那時,米甸人、亞瑪力人,和東方人都聚集過河,在耶斯列平原安營。
34 Toen dan de geest van Jahweh Gedeon had aangegrepen, stak hij de bazuin; en Abiézer schaarde zich achter hem.
耶和華的靈降在基甸身上,他就吹角;亞比以謝族都聚集跟隨他。
35 Tevens zond hij boden door heel Manasse, en ook zij volgden hem. Eveneens zond hij boden naar Aser, Zabulon, en Neftali, die hem nu tegemoet trokken.
他打發人走遍瑪拿西地,瑪拿西人也聚集跟隨他;又打發人去見亞設人、西布倫人、拿弗他利人,他們也都出來與他們會合。
36 Nu sprak Gedeon tot God: Wanneer Gij, zoals Gij beloofd hebt, werkelijk Israël door mij wilt bevrijden,
基甸對上帝說:「你若果照着所說的話,藉我手拯救以色列人,
37 zie, dan leg ik een wollen vacht op de dorsvloer neer. Valt er nu dauw alleen op die vacht, terwijl de hele grond droog blijft, dan weet ik, dat Gij Israël door mij zult bevrijden, zoals Gij beloofd hebt.
我就把一團羊毛放在禾場上:若單是羊毛上有露水,別的地方都是乾的,我就知道你必照着所說的話,藉我手拯救以色列人。」
38 Zo geschiedde. En toen hij de volgende morgen opstond en de vacht uitwrong, kreeg hij er een wateremmer vol dauw uit.

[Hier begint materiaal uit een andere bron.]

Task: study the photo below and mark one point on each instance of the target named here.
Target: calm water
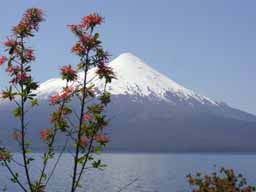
(155, 172)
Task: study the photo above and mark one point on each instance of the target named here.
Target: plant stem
(80, 128)
(23, 124)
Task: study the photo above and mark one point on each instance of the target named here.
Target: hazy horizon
(205, 46)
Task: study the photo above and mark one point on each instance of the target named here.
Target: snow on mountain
(134, 77)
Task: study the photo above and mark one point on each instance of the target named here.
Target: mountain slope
(150, 112)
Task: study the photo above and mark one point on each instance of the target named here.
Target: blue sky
(207, 46)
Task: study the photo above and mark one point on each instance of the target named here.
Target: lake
(154, 172)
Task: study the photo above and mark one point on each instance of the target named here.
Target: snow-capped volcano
(150, 112)
(134, 77)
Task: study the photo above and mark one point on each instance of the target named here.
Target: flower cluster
(45, 134)
(226, 180)
(4, 155)
(3, 59)
(90, 21)
(68, 73)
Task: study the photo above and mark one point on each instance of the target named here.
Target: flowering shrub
(225, 181)
(86, 128)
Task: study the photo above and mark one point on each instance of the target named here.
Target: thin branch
(57, 161)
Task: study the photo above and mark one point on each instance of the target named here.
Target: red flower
(84, 141)
(68, 73)
(9, 69)
(54, 99)
(22, 77)
(102, 138)
(87, 117)
(9, 43)
(16, 135)
(44, 135)
(3, 59)
(78, 49)
(106, 72)
(29, 55)
(91, 20)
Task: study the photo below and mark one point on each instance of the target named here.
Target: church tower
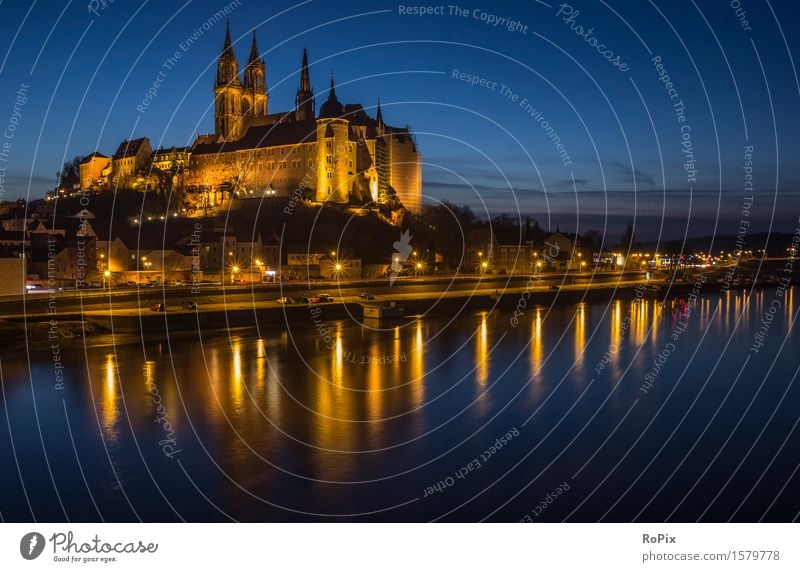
(304, 101)
(228, 93)
(255, 97)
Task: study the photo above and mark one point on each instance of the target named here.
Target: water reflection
(482, 351)
(109, 405)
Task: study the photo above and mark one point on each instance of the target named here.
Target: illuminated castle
(340, 154)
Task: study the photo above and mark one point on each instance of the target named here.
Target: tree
(70, 174)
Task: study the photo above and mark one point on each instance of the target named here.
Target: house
(93, 169)
(130, 158)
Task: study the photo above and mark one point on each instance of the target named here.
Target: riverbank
(142, 323)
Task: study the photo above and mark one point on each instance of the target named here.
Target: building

次日早晨基甸起來,見果然是這樣;將羊毛擠一擠,從羊毛中擰出滿盆的露水來。
39 Daarop sprak Gedeon tot God: Laat uw toorn niet tegen mij ontbranden, wanneer ik U voor een tweede keer vraag: Laat mij nog eens een proef nemen met de vacht; maar nu blijve de vacht alleen droog, en de hele grond worde bedauwd.
基甸又對上帝說:「求你不要向我發怒,我再說這一次:讓我將羊毛再試一次。但願羊毛是乾的,別的地方都有露水。」
40 Zo deed God het in die nacht; de vacht alleen was droog, maar op heel de grond lag dauw.
這夜上帝也如此行:獨羊毛上是乾的,別的地方都有露水。